The protest was organized by the United Mine Workers of America (UMWA), involving their union members from Alabama’s Warrior Met Coal who have been on strike against the company since April 1.

The protest reportedly drew over 1,000 people, including union members from Pennsylvania, Ohio and West Virginia, as well as actress Susan Sarandon

BlackRock is the world’s largest asset manager and the largest shareholder in Warrior Met Coal.

“Do you hear that BlackRock? Get us a fair contract and we’ll go away. We’ll go back to work in those coal mines where we should be,” one of the speakers at the rally said. “We rode up here on buses to tell you your investments need to be put to use in these guy’s salaries, in these guy’s benefits, these guys that have earned you the profits that you’re making from these coal mines.”

The union members say they made concessions in pay, benefits, holidays, overtime and in other areas that totaled upwards of $1.1 billion after their previous employer Walter Energy filed for bankruptcy in 2016. Warrior Met Coal would end up purchasing the company’s assets. (RELATED: Concerned About BlackRock Pricing Out Home Buyers? Wait Until You Hear How Connected They Are To The Government)

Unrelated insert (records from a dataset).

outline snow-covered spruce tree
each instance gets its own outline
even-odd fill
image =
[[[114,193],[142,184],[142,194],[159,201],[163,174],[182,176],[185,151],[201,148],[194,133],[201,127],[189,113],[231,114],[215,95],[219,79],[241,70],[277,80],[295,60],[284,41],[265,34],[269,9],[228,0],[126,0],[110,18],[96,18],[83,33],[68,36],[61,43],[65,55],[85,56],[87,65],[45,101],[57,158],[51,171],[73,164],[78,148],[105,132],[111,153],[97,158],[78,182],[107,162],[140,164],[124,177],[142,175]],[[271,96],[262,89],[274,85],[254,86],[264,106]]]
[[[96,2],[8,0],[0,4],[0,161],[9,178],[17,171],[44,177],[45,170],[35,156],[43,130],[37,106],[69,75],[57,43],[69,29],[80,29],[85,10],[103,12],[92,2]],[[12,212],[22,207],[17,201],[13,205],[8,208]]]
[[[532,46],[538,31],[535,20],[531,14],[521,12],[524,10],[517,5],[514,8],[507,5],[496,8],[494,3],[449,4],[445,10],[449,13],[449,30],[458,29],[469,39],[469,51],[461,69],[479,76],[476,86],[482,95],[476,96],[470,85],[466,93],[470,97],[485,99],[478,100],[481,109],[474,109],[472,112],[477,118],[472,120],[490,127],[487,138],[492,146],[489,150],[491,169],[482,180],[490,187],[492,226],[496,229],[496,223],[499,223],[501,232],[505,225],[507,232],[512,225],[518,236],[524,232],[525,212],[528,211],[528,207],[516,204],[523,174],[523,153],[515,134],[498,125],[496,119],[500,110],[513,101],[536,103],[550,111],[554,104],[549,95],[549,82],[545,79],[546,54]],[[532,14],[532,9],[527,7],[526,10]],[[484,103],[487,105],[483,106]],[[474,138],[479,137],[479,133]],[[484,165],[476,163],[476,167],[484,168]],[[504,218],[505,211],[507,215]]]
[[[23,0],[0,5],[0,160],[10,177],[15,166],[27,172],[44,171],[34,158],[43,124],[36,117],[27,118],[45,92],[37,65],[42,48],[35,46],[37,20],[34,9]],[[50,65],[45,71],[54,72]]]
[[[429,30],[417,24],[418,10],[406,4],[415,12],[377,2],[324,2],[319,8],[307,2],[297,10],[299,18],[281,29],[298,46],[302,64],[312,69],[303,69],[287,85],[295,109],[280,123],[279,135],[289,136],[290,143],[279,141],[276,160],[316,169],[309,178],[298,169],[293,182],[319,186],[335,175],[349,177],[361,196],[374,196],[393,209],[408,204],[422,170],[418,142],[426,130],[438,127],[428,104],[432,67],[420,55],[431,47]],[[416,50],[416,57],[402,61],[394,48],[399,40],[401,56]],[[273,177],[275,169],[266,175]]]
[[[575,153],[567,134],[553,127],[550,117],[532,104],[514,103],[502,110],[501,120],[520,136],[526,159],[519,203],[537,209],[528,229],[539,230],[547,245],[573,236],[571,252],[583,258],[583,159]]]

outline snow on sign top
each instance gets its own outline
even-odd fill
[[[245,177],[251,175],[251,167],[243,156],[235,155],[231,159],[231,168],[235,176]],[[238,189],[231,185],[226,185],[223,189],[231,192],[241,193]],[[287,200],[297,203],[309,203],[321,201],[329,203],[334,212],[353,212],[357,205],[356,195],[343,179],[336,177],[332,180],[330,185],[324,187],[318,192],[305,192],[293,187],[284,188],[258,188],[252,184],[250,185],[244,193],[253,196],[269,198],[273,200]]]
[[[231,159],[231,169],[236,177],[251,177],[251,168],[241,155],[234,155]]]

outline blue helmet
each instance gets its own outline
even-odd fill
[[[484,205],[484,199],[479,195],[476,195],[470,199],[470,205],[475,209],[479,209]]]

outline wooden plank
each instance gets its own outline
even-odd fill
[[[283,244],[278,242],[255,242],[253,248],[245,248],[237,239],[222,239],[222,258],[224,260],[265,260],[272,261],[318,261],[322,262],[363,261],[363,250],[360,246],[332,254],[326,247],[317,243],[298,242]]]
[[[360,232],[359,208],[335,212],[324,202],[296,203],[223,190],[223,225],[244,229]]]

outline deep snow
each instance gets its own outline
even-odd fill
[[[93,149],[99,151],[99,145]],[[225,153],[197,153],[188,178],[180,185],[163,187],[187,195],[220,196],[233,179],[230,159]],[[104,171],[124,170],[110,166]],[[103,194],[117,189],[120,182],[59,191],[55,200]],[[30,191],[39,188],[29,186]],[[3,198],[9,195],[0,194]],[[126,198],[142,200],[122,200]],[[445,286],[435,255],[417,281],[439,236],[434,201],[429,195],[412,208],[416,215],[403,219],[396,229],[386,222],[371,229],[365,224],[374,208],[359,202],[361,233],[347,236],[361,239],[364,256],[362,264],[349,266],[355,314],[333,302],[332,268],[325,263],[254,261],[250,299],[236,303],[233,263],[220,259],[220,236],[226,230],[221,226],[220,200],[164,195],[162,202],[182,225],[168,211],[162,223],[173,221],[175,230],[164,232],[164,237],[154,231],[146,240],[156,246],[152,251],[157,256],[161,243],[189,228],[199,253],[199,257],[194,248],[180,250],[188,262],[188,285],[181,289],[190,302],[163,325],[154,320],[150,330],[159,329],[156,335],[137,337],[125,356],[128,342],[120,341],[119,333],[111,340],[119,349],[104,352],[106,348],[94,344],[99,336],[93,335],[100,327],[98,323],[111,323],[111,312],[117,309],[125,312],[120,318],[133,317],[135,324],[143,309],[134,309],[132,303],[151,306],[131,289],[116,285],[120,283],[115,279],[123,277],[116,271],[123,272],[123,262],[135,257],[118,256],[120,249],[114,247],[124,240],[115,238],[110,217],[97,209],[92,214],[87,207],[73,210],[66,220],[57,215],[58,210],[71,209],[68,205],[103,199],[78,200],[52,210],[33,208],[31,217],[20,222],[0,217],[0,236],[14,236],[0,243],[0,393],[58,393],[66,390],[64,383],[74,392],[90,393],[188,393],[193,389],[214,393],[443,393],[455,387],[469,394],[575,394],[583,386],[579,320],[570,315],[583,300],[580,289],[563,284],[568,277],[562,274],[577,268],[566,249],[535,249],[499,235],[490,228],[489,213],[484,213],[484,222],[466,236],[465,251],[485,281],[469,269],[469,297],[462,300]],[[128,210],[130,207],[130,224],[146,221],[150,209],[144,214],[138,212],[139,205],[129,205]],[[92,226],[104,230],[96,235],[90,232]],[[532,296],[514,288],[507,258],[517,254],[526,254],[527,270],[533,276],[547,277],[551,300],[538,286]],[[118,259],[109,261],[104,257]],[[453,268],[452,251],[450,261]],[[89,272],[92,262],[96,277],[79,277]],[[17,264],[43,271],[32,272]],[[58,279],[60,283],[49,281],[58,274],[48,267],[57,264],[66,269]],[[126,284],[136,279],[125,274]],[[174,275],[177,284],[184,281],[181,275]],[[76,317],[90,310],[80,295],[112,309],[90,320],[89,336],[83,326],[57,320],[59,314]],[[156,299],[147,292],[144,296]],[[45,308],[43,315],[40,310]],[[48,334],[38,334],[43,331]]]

“We’re in New York City because we are simply following the money, and demanding that those who created that wealth, the miners, get their fair share of it,” UNMA President Cecil E. Roberts said.

BlackRock has also drawn attention for buying up single-family houses all over the country, pricing middle-class buyers out of the housing market.

At the beginning of the COVID-19 pandemic, U.S. officials also reportedly discussed economic recovery plans with BlackRock CEO Laurence Fink multiple times even as the company valued at roughly $130 billion stood to benefit.